If I can use this pattern/idea, my intention is to also support it for generating documentation for those parameters in apps in FastAPI and Typer. So that users could define parameters with Doc and FastAPI and Typer would extract that for the API docs UI and the CLI help menus.

This is not particularly related to this discussion, just as general additional context.

debonte commented 4 months ago

I guess the decision would be similar to adding support or not for Numpy docstrings, scaling the user base (and estimated user growth) to FastAPI instead of Numpy.

@tiangolo, that's fair. I'll take a look at how expensive this would be for us to implement.

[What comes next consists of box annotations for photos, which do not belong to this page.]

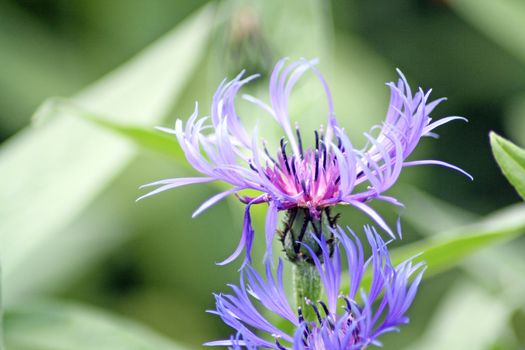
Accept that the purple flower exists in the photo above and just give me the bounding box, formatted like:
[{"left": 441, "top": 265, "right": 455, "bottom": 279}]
[
  {"left": 139, "top": 59, "right": 470, "bottom": 264},
  {"left": 205, "top": 226, "right": 424, "bottom": 350}
]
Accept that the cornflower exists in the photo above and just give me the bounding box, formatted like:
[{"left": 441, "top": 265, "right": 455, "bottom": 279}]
[
  {"left": 139, "top": 59, "right": 470, "bottom": 264},
  {"left": 205, "top": 226, "right": 425, "bottom": 350}
]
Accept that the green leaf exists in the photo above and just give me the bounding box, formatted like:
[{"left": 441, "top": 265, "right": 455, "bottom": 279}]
[
  {"left": 34, "top": 97, "right": 186, "bottom": 161},
  {"left": 490, "top": 132, "right": 525, "bottom": 199},
  {"left": 5, "top": 301, "right": 189, "bottom": 350},
  {"left": 0, "top": 7, "right": 213, "bottom": 304},
  {"left": 449, "top": 0, "right": 525, "bottom": 62},
  {"left": 343, "top": 204, "right": 525, "bottom": 290},
  {"left": 407, "top": 280, "right": 512, "bottom": 350}
]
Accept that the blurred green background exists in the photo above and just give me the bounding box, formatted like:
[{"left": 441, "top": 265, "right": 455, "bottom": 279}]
[{"left": 0, "top": 0, "right": 525, "bottom": 350}]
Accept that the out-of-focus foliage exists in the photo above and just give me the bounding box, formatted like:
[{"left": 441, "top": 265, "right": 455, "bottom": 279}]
[
  {"left": 0, "top": 0, "right": 525, "bottom": 350},
  {"left": 5, "top": 301, "right": 188, "bottom": 350}
]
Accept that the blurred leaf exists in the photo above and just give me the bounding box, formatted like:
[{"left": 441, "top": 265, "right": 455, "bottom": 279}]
[
  {"left": 448, "top": 0, "right": 525, "bottom": 62},
  {"left": 34, "top": 97, "right": 186, "bottom": 161},
  {"left": 5, "top": 301, "right": 185, "bottom": 350},
  {"left": 0, "top": 7, "right": 213, "bottom": 304},
  {"left": 395, "top": 184, "right": 478, "bottom": 235},
  {"left": 343, "top": 205, "right": 525, "bottom": 290},
  {"left": 490, "top": 132, "right": 525, "bottom": 199},
  {"left": 505, "top": 94, "right": 525, "bottom": 144},
  {"left": 407, "top": 281, "right": 511, "bottom": 350},
  {"left": 391, "top": 205, "right": 525, "bottom": 277}
]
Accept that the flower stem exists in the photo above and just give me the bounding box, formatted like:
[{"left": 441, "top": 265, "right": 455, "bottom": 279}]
[{"left": 293, "top": 262, "right": 321, "bottom": 321}]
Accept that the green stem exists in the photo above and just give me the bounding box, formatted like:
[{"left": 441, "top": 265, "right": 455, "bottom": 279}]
[{"left": 293, "top": 262, "right": 321, "bottom": 321}]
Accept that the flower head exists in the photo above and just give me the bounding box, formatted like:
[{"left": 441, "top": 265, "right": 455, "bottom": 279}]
[
  {"left": 206, "top": 226, "right": 424, "bottom": 350},
  {"left": 139, "top": 59, "right": 470, "bottom": 263}
]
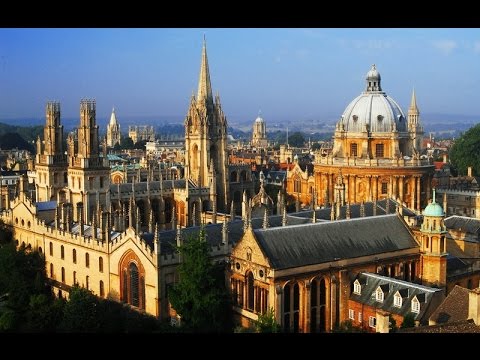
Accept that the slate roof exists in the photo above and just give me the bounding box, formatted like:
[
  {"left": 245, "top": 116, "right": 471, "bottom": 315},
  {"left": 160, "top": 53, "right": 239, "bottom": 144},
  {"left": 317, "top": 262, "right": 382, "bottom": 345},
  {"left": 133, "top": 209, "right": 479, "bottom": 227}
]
[
  {"left": 430, "top": 285, "right": 470, "bottom": 324},
  {"left": 35, "top": 200, "right": 57, "bottom": 211},
  {"left": 444, "top": 215, "right": 480, "bottom": 235},
  {"left": 254, "top": 214, "right": 419, "bottom": 269},
  {"left": 350, "top": 272, "right": 442, "bottom": 321}
]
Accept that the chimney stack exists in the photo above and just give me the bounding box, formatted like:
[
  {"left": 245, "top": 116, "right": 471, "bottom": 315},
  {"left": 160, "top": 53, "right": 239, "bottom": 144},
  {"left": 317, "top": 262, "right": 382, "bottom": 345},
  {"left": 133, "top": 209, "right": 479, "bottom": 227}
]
[{"left": 468, "top": 288, "right": 480, "bottom": 325}]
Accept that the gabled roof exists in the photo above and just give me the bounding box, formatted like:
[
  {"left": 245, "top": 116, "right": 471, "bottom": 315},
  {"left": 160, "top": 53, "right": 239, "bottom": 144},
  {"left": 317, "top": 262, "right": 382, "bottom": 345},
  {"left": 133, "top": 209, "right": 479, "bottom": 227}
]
[
  {"left": 35, "top": 200, "right": 57, "bottom": 211},
  {"left": 430, "top": 285, "right": 470, "bottom": 324},
  {"left": 444, "top": 215, "right": 480, "bottom": 235},
  {"left": 254, "top": 214, "right": 419, "bottom": 269},
  {"left": 350, "top": 272, "right": 442, "bottom": 320}
]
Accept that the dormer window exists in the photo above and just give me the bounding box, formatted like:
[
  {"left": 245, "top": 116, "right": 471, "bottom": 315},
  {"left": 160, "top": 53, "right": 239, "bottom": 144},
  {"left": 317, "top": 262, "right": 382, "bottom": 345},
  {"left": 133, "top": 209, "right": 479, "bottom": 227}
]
[
  {"left": 393, "top": 291, "right": 402, "bottom": 307},
  {"left": 353, "top": 280, "right": 362, "bottom": 295},
  {"left": 412, "top": 296, "right": 420, "bottom": 314}
]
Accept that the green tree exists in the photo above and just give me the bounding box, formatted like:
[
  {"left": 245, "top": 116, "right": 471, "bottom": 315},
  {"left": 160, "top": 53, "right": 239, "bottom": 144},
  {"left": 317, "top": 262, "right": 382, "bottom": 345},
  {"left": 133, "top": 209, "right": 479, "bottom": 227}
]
[
  {"left": 288, "top": 131, "right": 305, "bottom": 147},
  {"left": 120, "top": 136, "right": 134, "bottom": 149},
  {"left": 400, "top": 313, "right": 415, "bottom": 329},
  {"left": 169, "top": 228, "right": 232, "bottom": 332},
  {"left": 450, "top": 124, "right": 480, "bottom": 176},
  {"left": 61, "top": 284, "right": 100, "bottom": 332},
  {"left": 254, "top": 308, "right": 280, "bottom": 333}
]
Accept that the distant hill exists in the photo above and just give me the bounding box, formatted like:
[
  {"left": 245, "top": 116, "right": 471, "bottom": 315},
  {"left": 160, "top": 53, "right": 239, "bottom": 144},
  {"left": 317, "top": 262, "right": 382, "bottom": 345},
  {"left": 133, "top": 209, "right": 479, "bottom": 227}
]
[{"left": 0, "top": 123, "right": 43, "bottom": 151}]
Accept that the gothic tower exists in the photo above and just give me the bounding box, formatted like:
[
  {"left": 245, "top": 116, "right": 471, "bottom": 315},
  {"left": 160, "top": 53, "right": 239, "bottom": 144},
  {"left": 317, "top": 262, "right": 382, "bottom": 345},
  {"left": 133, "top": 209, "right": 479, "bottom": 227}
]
[
  {"left": 107, "top": 108, "right": 121, "bottom": 147},
  {"left": 185, "top": 39, "right": 229, "bottom": 211},
  {"left": 67, "top": 100, "right": 110, "bottom": 222},
  {"left": 420, "top": 189, "right": 448, "bottom": 287},
  {"left": 35, "top": 102, "right": 67, "bottom": 201},
  {"left": 408, "top": 90, "right": 423, "bottom": 154}
]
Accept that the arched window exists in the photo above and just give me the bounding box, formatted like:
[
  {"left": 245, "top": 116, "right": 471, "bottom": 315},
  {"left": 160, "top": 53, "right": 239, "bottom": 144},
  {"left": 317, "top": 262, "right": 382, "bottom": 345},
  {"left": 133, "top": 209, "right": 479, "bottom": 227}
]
[
  {"left": 247, "top": 271, "right": 255, "bottom": 311},
  {"left": 129, "top": 262, "right": 140, "bottom": 307},
  {"left": 350, "top": 143, "right": 358, "bottom": 157},
  {"left": 293, "top": 178, "right": 302, "bottom": 193},
  {"left": 283, "top": 283, "right": 300, "bottom": 332}
]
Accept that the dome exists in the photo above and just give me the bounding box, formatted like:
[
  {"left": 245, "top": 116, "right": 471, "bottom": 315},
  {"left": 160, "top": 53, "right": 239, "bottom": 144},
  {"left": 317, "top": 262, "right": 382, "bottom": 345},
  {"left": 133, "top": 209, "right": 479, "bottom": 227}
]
[
  {"left": 367, "top": 64, "right": 382, "bottom": 81},
  {"left": 423, "top": 202, "right": 444, "bottom": 216},
  {"left": 423, "top": 189, "right": 445, "bottom": 216},
  {"left": 340, "top": 65, "right": 407, "bottom": 133}
]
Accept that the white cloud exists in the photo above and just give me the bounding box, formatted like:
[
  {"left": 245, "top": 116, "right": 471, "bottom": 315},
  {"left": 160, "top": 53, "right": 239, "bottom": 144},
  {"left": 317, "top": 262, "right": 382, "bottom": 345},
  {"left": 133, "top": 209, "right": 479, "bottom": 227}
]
[{"left": 432, "top": 40, "right": 457, "bottom": 55}]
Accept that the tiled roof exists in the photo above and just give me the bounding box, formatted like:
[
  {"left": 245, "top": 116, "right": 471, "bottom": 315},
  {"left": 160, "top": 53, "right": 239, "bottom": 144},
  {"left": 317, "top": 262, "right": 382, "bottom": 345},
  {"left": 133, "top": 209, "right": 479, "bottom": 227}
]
[
  {"left": 430, "top": 285, "right": 470, "bottom": 324},
  {"left": 350, "top": 272, "right": 442, "bottom": 322},
  {"left": 255, "top": 214, "right": 418, "bottom": 269}
]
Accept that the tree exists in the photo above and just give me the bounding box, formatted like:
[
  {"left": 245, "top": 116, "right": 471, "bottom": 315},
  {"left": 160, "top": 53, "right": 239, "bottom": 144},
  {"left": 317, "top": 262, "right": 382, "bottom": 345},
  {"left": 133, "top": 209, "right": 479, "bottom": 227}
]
[
  {"left": 400, "top": 313, "right": 415, "bottom": 329},
  {"left": 254, "top": 308, "right": 280, "bottom": 333},
  {"left": 169, "top": 228, "right": 232, "bottom": 332},
  {"left": 288, "top": 131, "right": 305, "bottom": 147},
  {"left": 120, "top": 136, "right": 134, "bottom": 149},
  {"left": 450, "top": 124, "right": 480, "bottom": 176},
  {"left": 61, "top": 284, "right": 100, "bottom": 332}
]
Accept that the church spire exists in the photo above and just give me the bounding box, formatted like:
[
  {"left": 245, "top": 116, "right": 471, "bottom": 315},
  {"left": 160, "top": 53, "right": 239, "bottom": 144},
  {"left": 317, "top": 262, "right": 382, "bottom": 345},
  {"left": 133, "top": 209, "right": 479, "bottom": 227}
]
[
  {"left": 408, "top": 88, "right": 420, "bottom": 114},
  {"left": 197, "top": 36, "right": 213, "bottom": 101}
]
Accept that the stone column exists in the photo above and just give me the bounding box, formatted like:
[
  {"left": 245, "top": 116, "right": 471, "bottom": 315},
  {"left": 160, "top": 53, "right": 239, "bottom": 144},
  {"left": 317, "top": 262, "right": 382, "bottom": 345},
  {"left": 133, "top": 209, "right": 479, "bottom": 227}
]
[
  {"left": 353, "top": 175, "right": 357, "bottom": 203},
  {"left": 303, "top": 280, "right": 311, "bottom": 333},
  {"left": 417, "top": 176, "right": 422, "bottom": 212},
  {"left": 399, "top": 175, "right": 405, "bottom": 203},
  {"left": 392, "top": 175, "right": 398, "bottom": 200},
  {"left": 410, "top": 177, "right": 417, "bottom": 210},
  {"left": 365, "top": 175, "right": 372, "bottom": 201},
  {"left": 275, "top": 284, "right": 284, "bottom": 327}
]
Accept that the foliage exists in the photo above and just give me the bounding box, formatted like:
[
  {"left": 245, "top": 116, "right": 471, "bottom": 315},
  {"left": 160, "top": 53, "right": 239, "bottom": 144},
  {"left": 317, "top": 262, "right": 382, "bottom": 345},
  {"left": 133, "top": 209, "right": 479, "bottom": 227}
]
[
  {"left": 388, "top": 315, "right": 398, "bottom": 332},
  {"left": 254, "top": 308, "right": 280, "bottom": 333},
  {"left": 333, "top": 320, "right": 364, "bottom": 333},
  {"left": 60, "top": 284, "right": 100, "bottom": 332},
  {"left": 120, "top": 136, "right": 134, "bottom": 150},
  {"left": 0, "top": 219, "right": 13, "bottom": 246},
  {"left": 169, "top": 228, "right": 232, "bottom": 332},
  {"left": 400, "top": 313, "right": 415, "bottom": 329},
  {"left": 450, "top": 124, "right": 480, "bottom": 176},
  {"left": 288, "top": 131, "right": 305, "bottom": 147}
]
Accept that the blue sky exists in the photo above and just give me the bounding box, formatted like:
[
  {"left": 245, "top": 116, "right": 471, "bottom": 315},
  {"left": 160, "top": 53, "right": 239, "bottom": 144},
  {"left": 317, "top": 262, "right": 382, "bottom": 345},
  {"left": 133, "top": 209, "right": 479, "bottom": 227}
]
[{"left": 0, "top": 28, "right": 480, "bottom": 124}]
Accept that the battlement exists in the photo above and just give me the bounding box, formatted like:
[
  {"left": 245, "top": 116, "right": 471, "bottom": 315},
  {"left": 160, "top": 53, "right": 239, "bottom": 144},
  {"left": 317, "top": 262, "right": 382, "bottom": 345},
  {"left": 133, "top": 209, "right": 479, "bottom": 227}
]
[
  {"left": 46, "top": 101, "right": 60, "bottom": 116},
  {"left": 80, "top": 99, "right": 96, "bottom": 112}
]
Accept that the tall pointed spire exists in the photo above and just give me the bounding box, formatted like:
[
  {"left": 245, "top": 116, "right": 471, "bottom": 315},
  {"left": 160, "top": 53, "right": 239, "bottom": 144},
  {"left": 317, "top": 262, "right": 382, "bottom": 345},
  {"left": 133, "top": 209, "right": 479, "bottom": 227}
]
[
  {"left": 197, "top": 35, "right": 213, "bottom": 101},
  {"left": 408, "top": 88, "right": 419, "bottom": 113}
]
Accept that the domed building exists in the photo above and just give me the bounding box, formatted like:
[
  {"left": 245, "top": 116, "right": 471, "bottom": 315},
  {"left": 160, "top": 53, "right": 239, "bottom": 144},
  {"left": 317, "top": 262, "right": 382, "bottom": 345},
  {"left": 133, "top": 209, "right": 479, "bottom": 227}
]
[
  {"left": 316, "top": 65, "right": 434, "bottom": 212},
  {"left": 252, "top": 114, "right": 268, "bottom": 148}
]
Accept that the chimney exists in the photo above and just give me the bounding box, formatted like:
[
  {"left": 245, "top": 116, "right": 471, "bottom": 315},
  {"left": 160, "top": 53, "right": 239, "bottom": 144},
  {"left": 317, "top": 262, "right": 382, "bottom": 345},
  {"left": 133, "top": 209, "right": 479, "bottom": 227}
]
[
  {"left": 468, "top": 288, "right": 480, "bottom": 325},
  {"left": 375, "top": 309, "right": 390, "bottom": 334}
]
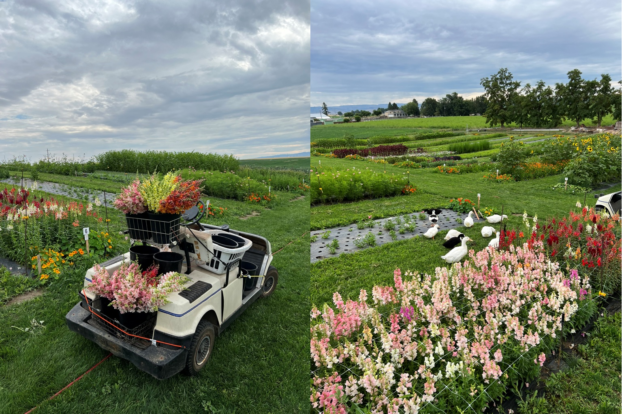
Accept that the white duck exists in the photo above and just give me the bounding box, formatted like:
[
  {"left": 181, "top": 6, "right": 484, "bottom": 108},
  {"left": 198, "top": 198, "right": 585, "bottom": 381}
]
[
  {"left": 428, "top": 210, "right": 438, "bottom": 224},
  {"left": 445, "top": 229, "right": 462, "bottom": 240},
  {"left": 423, "top": 224, "right": 438, "bottom": 239},
  {"left": 482, "top": 226, "right": 497, "bottom": 237},
  {"left": 464, "top": 211, "right": 473, "bottom": 227},
  {"left": 441, "top": 237, "right": 471, "bottom": 263},
  {"left": 486, "top": 214, "right": 508, "bottom": 224},
  {"left": 488, "top": 233, "right": 501, "bottom": 249}
]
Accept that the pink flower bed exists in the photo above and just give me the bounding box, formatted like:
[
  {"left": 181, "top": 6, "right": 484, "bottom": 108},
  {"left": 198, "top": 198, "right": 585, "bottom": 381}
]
[
  {"left": 89, "top": 263, "right": 190, "bottom": 313},
  {"left": 311, "top": 242, "right": 596, "bottom": 413}
]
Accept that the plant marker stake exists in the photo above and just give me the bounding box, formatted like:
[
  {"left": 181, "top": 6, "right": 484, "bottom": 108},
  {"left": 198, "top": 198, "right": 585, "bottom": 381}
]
[
  {"left": 22, "top": 215, "right": 28, "bottom": 274},
  {"left": 82, "top": 227, "right": 91, "bottom": 254},
  {"left": 104, "top": 191, "right": 110, "bottom": 234}
]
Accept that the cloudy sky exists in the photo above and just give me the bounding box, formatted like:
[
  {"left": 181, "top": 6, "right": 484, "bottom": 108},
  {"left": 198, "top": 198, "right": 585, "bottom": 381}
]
[
  {"left": 0, "top": 0, "right": 310, "bottom": 161},
  {"left": 311, "top": 0, "right": 622, "bottom": 109}
]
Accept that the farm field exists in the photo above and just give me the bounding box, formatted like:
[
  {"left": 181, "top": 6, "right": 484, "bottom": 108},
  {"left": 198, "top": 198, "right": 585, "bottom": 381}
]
[
  {"left": 240, "top": 157, "right": 309, "bottom": 171},
  {"left": 310, "top": 129, "right": 622, "bottom": 413},
  {"left": 311, "top": 115, "right": 615, "bottom": 142},
  {"left": 0, "top": 167, "right": 309, "bottom": 414}
]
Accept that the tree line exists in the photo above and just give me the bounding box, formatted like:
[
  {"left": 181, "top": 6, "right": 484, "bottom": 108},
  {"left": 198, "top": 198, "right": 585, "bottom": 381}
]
[{"left": 481, "top": 68, "right": 622, "bottom": 128}]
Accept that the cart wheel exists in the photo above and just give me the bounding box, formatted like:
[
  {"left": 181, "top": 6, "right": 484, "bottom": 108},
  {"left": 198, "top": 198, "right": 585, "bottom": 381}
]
[
  {"left": 261, "top": 266, "right": 279, "bottom": 298},
  {"left": 185, "top": 321, "right": 216, "bottom": 375}
]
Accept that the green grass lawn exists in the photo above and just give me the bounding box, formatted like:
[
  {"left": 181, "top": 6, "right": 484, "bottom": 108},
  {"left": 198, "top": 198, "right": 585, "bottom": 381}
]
[
  {"left": 311, "top": 157, "right": 620, "bottom": 230},
  {"left": 311, "top": 115, "right": 615, "bottom": 141},
  {"left": 240, "top": 157, "right": 309, "bottom": 171},
  {"left": 0, "top": 187, "right": 309, "bottom": 413}
]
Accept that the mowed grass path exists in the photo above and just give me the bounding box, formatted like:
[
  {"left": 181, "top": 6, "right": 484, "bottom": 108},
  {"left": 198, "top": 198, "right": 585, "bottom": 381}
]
[
  {"left": 0, "top": 192, "right": 309, "bottom": 414},
  {"left": 311, "top": 157, "right": 620, "bottom": 230},
  {"left": 311, "top": 115, "right": 615, "bottom": 141}
]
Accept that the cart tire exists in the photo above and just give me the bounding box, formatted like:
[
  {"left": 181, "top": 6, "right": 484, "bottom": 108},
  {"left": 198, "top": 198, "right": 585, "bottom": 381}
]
[
  {"left": 261, "top": 266, "right": 279, "bottom": 298},
  {"left": 185, "top": 321, "right": 216, "bottom": 375}
]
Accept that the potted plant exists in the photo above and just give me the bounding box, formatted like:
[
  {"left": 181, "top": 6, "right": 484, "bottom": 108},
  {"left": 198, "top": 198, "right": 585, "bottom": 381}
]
[
  {"left": 89, "top": 262, "right": 190, "bottom": 329},
  {"left": 114, "top": 180, "right": 151, "bottom": 240},
  {"left": 139, "top": 172, "right": 201, "bottom": 244}
]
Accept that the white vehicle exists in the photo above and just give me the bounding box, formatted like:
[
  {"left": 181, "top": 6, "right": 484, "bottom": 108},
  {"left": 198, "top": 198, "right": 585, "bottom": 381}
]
[
  {"left": 594, "top": 191, "right": 622, "bottom": 216},
  {"left": 66, "top": 202, "right": 278, "bottom": 379}
]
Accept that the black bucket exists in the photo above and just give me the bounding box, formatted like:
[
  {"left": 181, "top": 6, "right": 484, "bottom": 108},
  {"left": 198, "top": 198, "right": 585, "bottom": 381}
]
[
  {"left": 99, "top": 296, "right": 120, "bottom": 320},
  {"left": 240, "top": 262, "right": 259, "bottom": 291},
  {"left": 149, "top": 212, "right": 181, "bottom": 244},
  {"left": 125, "top": 212, "right": 151, "bottom": 240},
  {"left": 212, "top": 235, "right": 238, "bottom": 249},
  {"left": 218, "top": 233, "right": 246, "bottom": 247},
  {"left": 153, "top": 252, "right": 184, "bottom": 275},
  {"left": 130, "top": 244, "right": 160, "bottom": 272}
]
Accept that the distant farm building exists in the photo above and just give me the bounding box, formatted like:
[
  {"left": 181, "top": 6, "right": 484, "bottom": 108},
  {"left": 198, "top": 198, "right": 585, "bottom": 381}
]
[{"left": 383, "top": 109, "right": 406, "bottom": 118}]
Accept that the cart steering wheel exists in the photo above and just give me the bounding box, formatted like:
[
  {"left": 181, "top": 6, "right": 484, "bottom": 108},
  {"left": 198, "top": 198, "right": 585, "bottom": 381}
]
[{"left": 181, "top": 200, "right": 209, "bottom": 226}]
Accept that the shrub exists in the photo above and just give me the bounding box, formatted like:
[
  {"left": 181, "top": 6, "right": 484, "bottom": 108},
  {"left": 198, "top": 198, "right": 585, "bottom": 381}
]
[
  {"left": 448, "top": 141, "right": 490, "bottom": 154},
  {"left": 414, "top": 132, "right": 465, "bottom": 141},
  {"left": 310, "top": 243, "right": 596, "bottom": 413},
  {"left": 311, "top": 168, "right": 410, "bottom": 204},
  {"left": 497, "top": 137, "right": 527, "bottom": 175},
  {"left": 95, "top": 150, "right": 240, "bottom": 174}
]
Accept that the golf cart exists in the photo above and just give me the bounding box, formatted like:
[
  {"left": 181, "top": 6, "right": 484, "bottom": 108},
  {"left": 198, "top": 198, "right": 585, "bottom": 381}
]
[
  {"left": 66, "top": 202, "right": 278, "bottom": 379},
  {"left": 594, "top": 191, "right": 622, "bottom": 216}
]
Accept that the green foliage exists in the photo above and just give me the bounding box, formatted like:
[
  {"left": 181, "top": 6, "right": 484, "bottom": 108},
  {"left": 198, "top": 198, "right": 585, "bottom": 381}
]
[
  {"left": 449, "top": 141, "right": 491, "bottom": 154},
  {"left": 497, "top": 137, "right": 528, "bottom": 176},
  {"left": 481, "top": 68, "right": 520, "bottom": 128},
  {"left": 311, "top": 167, "right": 408, "bottom": 204},
  {"left": 95, "top": 150, "right": 240, "bottom": 174},
  {"left": 181, "top": 170, "right": 276, "bottom": 201},
  {"left": 415, "top": 131, "right": 465, "bottom": 141}
]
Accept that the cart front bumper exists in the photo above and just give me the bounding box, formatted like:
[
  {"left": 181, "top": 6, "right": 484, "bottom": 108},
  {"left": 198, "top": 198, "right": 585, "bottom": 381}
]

debonte commented 2 months ago

Hi @tiangolo,

Sorry for the delay.

I see that you can support some of the other conventions to document things (Sphinx, numpy, Google), maybe it could be acceptable to support this thing this way, independent of any PEPs.

Our support for these other conventions effectively boils down to transforming docstring text from one format to another (markdown). Adding support for PEP 727-style docstrings (esp. function doc strings) would be significantly more complex, and we feel the benefit it would provide isn't worth the risk and maintenance costs it would introduce.

Without the PEP being accepted I don't see us investing in this.

tiangolo commented 2 months ago

Thanks for the feedback @debonte! In that case, I won't try that route of another package for now. I'll just keep the typing_extensions version for now in my packages. And we'll see how things evolve over time with the PEP, etc. Thanks!